Speaking to reporters Thursday, Zelensky said discussions would be needed “if we want to end the war” and said the date of any possible meeting with Putin depended on Russia. The meeting would have to take place under the so-called “Normandy format” in which representatives from Russia, Ukraine, Germany and France come together to try to resolve the conflict in the Donbass region in eastern Ukraine.

Zelensky said he would chose the diplomatic path to solve the conflict rather than direct military action, according to Reuters’ reporting of his comments.

Russia has been subject to international sanctions since its annexation of Crimea from Ukraine in 2014, and its role in a pro-Russian uprising in the Donbass region. Sanctions, and the conflict in the east of the country, continue to this day.

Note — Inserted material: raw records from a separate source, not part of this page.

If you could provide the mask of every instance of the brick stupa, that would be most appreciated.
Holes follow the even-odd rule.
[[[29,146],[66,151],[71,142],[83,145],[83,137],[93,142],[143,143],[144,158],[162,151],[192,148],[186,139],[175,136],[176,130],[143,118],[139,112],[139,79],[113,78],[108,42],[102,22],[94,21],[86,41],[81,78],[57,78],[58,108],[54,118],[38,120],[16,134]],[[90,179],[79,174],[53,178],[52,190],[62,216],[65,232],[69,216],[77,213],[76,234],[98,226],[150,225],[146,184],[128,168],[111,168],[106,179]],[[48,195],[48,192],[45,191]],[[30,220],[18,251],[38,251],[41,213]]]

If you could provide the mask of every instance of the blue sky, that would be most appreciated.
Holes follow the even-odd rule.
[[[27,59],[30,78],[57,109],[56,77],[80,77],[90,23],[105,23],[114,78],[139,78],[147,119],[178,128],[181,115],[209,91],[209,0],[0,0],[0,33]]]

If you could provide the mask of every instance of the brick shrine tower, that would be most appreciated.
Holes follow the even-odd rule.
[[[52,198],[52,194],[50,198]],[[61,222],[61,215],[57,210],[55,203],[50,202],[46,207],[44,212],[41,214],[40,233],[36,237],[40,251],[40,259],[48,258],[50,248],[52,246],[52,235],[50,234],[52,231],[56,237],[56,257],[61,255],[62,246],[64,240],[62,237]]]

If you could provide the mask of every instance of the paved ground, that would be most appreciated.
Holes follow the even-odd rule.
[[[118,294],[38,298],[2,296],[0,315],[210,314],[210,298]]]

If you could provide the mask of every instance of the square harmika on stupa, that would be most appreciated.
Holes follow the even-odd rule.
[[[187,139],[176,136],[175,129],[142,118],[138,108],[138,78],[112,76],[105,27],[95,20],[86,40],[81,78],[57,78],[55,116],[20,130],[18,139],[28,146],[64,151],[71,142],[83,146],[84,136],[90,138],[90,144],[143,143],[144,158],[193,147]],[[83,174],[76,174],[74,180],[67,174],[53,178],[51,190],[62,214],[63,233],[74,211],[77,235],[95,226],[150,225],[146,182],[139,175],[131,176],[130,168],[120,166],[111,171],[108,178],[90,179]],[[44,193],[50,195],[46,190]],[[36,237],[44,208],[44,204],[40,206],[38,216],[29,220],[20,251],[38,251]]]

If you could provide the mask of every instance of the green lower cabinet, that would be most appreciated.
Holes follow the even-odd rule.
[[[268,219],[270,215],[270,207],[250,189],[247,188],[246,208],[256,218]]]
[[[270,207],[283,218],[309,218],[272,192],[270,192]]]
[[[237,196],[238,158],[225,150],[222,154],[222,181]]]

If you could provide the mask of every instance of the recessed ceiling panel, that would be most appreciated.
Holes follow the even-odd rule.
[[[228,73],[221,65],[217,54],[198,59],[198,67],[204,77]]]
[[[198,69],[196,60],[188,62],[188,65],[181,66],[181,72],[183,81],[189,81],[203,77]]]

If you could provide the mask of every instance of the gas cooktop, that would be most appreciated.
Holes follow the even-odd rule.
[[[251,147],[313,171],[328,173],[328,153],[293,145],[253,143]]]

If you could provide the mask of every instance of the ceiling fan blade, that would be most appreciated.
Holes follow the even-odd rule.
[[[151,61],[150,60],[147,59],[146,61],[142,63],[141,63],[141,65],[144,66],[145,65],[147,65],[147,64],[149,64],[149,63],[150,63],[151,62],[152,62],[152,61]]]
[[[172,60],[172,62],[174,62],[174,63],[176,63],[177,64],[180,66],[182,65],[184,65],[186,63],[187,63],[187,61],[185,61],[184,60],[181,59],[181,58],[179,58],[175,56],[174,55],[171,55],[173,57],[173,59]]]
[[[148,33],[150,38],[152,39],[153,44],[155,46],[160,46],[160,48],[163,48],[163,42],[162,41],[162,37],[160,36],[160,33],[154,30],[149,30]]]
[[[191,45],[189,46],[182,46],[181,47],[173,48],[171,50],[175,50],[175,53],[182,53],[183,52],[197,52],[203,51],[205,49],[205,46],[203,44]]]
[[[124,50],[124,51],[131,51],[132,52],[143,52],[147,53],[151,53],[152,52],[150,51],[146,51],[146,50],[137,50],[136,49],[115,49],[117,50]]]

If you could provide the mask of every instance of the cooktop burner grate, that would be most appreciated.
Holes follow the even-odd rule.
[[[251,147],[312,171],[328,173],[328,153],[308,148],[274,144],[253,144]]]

The conflict has seen over 13,000 people (including combatants on both sides and civilians) die since 2014, according to the United Nations, and hostilities have affected 3.9 million civilians living in the region.

Efforts by France and Germany in 2015 to broker a cease-fire and peace deal, known as the Minsk agreements or protocol, were widely seen to have failed with both Russia and Ukraine accusing each other of failing to meet the conditions of the deal.

However, prisoner exchanges last month were seen as a positive move to set the tone between both of the main parties, but no date for a meeting has been set.

The removal of sanctions on Russia by the West is seen as dependent on whether the Kremlin abides by a peace deal. So any move toward peace talks, at least, could be a positive for the Russian economy which is expected to grow only 1% in 2019, according to a World Bank report Wednesday, down from a six-year high of 2.3% in 2018. The slowdown has been compounded by the continuation of international economic sanctions, the World Bank said.

The path to peace is not a simple one with regular skirmishes between separatists and Ukrainian troops taking place. Trust between Ukraine and Russia remains low.

The future status of two pro-Russian (self-proclaimed) “people’s republics” in Donetsk and Luhansk in the Donbass region is one of the biggest issues. Earlier this month negotiators from Ukraine, Russia and the rebel side agreed that Kiev would grant the rebel region autonomy and to hold local elections there, Reuters reported. Under the agreement, known as the Steinmeier formula, rebel fighters and Ukrainian troops would also pull back from the line of contact.

The news agency reported Wednesday that Ukraine had refused to withdraw troops, saying continued shelling by pro-Russian separatists precluded them from withdrawing.

Zelensky made resolving the Donbass conflict a key part of his campaign manifesto before his election in May. Thousands of Ukrainians protested last week against plans to grant east Ukraine autonomy, however.